# can a hedgie manage a whole cricket safely?



## Koalamama (Jan 1, 2014)

We just got a can of Fluker's crickets and when I opened it I was surprised at how big they are...maybe an inch to an inch and a half long. Since I'm used to using canned mealworms (which are much smaller), I'm concerned that Pippin might choke on the cricket. Is it best to

a) mince up the cricket before serving (yuk, but we love Pippin and would do it)
b) buy smaller crickets (and if so, any recommended brands?)
c) just give him the whole cricket

Many thanks to all for your kind advice!


----------



## Lilysmommy (Jan 7, 2009)

I'd go ahead and give it to him.  Hedgehogs are pretty good at chewing their food up well, usually if they choke on anything, it's something inappropriate for them (like seeds or nuts) or a kibble shape that easily gets stuck in the roof of their mouth & causes choking. Hedgehogs are able to handle things like pinky mice, so I don't see any issues with a large cricket. I don't know whether you'd be able to get smaller ones canned. I think as far as I've seen, they're a "one size only" kind of thing, but I could be wrong. You can buy live ones in different sizes though.


----------



## gracefulchaos01 (Mar 19, 2014)

Personally I get canned crickets and smash them with a meat tenderizer before I give them out. Most likely Kelsey is right and they can handle it but those canned crickets are the size of my hedgies heads! I figure a little squashing makes me feel better. And the kids don't mind. Squished cricket is a rare treat for them.

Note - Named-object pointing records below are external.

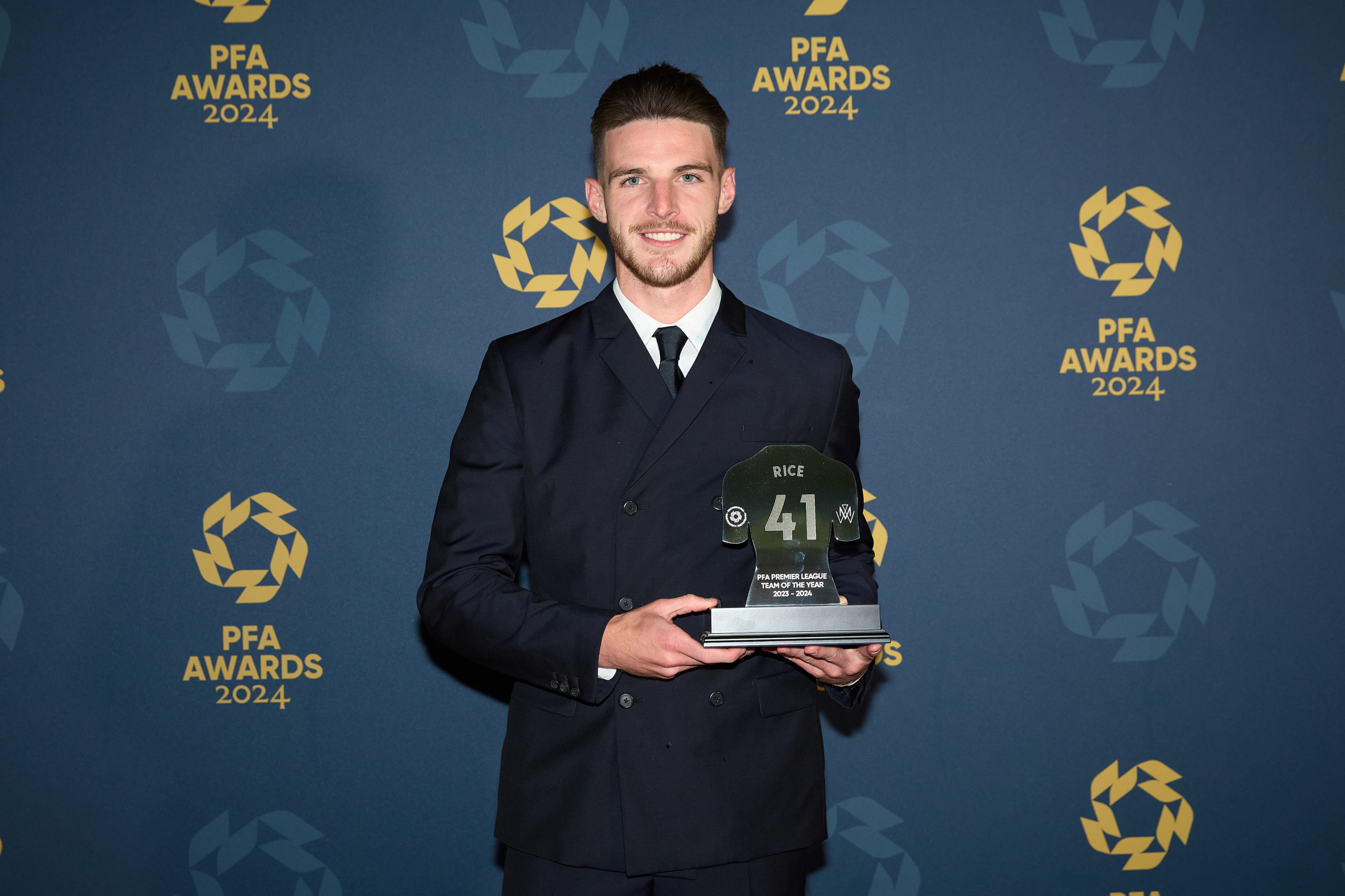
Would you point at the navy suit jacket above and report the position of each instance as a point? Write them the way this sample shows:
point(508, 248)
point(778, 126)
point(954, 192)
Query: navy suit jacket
point(573, 456)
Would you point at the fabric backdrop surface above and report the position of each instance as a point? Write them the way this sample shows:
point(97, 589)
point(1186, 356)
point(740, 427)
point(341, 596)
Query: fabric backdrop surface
point(1087, 257)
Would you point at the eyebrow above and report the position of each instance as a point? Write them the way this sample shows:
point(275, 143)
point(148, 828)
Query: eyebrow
point(631, 173)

Edit. I noticed the live feeder crickets they sell at petsmart are much smaller. I'm considering buying a few, feeding them healthy veggies for a couple of days and then freezing them for the hedgies. It might be an option for you too.


----------



## Draenog (Feb 27, 2012)

I don't give canned stuff, only live, but mine get grasshoppers as well and they are way bigger than crickets. I've never had any problems feeding crickets or grasshoppers.


----------



## Tongue_Flicker (Jun 11, 2013)

Manage one? Mine definitely destroy more than 10. Some hedgies react differently upon smelling crickets though. Some go nuts and berserk eat it, others quill up and gets freaked out by it.


----------



## Koalamama (Jan 1, 2014)

thanks to all! we will forge ahead and offer the crickets...and I love the idea of smushing rather than mincing. all your advice is much appreciated.


----------